Assertion failure: rc != 0 (destroyed timer off its target thread!) in simplecall-no-ssrcs.https.html WPT
Categories
(Core :: XPCOM, defect, P2)
Tracking
()
People
(Reporter: ng, Assigned: pehrsons)
References
Details
Attachments
(4 files, 1 obsolete file)
Assignee | ||
Comment 1•3 years ago
•
|
||
We fail the assert after the timer has fired but has failed to dispatch to the target thread. Might be in shutdown then. This should be fine as the user of the timer should do the final release when the timer is unarmed, or so I read the nsTimerImpl code. Could this be some race between firing the timer on the TimerThread and canceling+releasing (sync) it on some other thread? This AutoUnlock could be involved.

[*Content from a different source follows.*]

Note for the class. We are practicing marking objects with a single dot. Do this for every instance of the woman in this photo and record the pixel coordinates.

I'll try to figure out which timer this is, and maybe we can reason more about the usage of it.
Assignee | ||
Comment 2•3 years ago
|
||
It also comes in this shape for non-debug builds.
Then you just see this on treeherder:
PROCESS-CRASH | /webrtc/RTCRtpReceiver-getSynchronizationSources.https.html | application crashed [@ nsThread::ProcessNextEvent(bool, bool*)]

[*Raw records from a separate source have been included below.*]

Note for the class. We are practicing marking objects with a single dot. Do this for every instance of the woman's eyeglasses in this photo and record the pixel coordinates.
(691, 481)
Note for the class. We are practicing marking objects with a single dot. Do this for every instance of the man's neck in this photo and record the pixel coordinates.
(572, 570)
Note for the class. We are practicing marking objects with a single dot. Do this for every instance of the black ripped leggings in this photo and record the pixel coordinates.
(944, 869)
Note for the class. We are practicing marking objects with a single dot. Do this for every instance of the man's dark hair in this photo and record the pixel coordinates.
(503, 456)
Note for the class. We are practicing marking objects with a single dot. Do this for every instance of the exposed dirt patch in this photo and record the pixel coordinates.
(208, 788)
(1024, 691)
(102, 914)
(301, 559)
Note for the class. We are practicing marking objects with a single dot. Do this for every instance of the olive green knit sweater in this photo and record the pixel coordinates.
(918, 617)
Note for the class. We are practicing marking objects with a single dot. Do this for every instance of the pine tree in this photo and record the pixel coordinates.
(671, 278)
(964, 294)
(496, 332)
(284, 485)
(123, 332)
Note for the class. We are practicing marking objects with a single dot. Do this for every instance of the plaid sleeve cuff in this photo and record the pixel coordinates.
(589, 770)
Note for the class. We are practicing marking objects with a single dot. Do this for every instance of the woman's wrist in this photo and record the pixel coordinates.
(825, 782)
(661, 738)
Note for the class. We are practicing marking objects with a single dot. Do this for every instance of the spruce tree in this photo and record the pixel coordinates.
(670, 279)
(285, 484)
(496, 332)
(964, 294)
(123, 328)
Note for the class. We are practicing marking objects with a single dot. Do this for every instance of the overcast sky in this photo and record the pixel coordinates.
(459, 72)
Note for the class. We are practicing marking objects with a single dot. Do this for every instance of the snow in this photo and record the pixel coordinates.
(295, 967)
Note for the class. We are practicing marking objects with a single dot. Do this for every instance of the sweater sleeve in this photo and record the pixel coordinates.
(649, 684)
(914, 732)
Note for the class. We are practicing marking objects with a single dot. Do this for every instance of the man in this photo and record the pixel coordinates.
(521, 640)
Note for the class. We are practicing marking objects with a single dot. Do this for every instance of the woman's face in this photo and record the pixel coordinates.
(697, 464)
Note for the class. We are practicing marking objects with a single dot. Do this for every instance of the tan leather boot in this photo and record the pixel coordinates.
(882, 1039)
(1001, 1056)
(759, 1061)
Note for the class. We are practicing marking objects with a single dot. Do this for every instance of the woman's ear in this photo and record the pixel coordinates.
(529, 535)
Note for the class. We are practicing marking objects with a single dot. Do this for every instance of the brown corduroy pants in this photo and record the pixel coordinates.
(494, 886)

But the log follows up with
Mozilla crash reason: MOZ_ASSERT(rc != 0) (destroyed timer off its target thread!)
Assignee | ||
Comment 3•3 years ago
|
||
It's a DelayedRunnable. That's a bit of a blanket term. I'll try to figure out which DelayedRunnable.
Assignee | ||
Comment 4•3 years ago
|
||
One coming from a webrtc::QueuedTask
. Makes sense. I'll see if I can reason my way through this.
Assignee | ||
Comment 5•3 years ago
|
||
I think this could happen if:
- DelayedDispatch() inits the timer
- The same DelayedDispatch() then does a tail dispatch
- The TaskQueue is shut down (other thread) before the tail dispatching task has completed (so dispatching the tail fails)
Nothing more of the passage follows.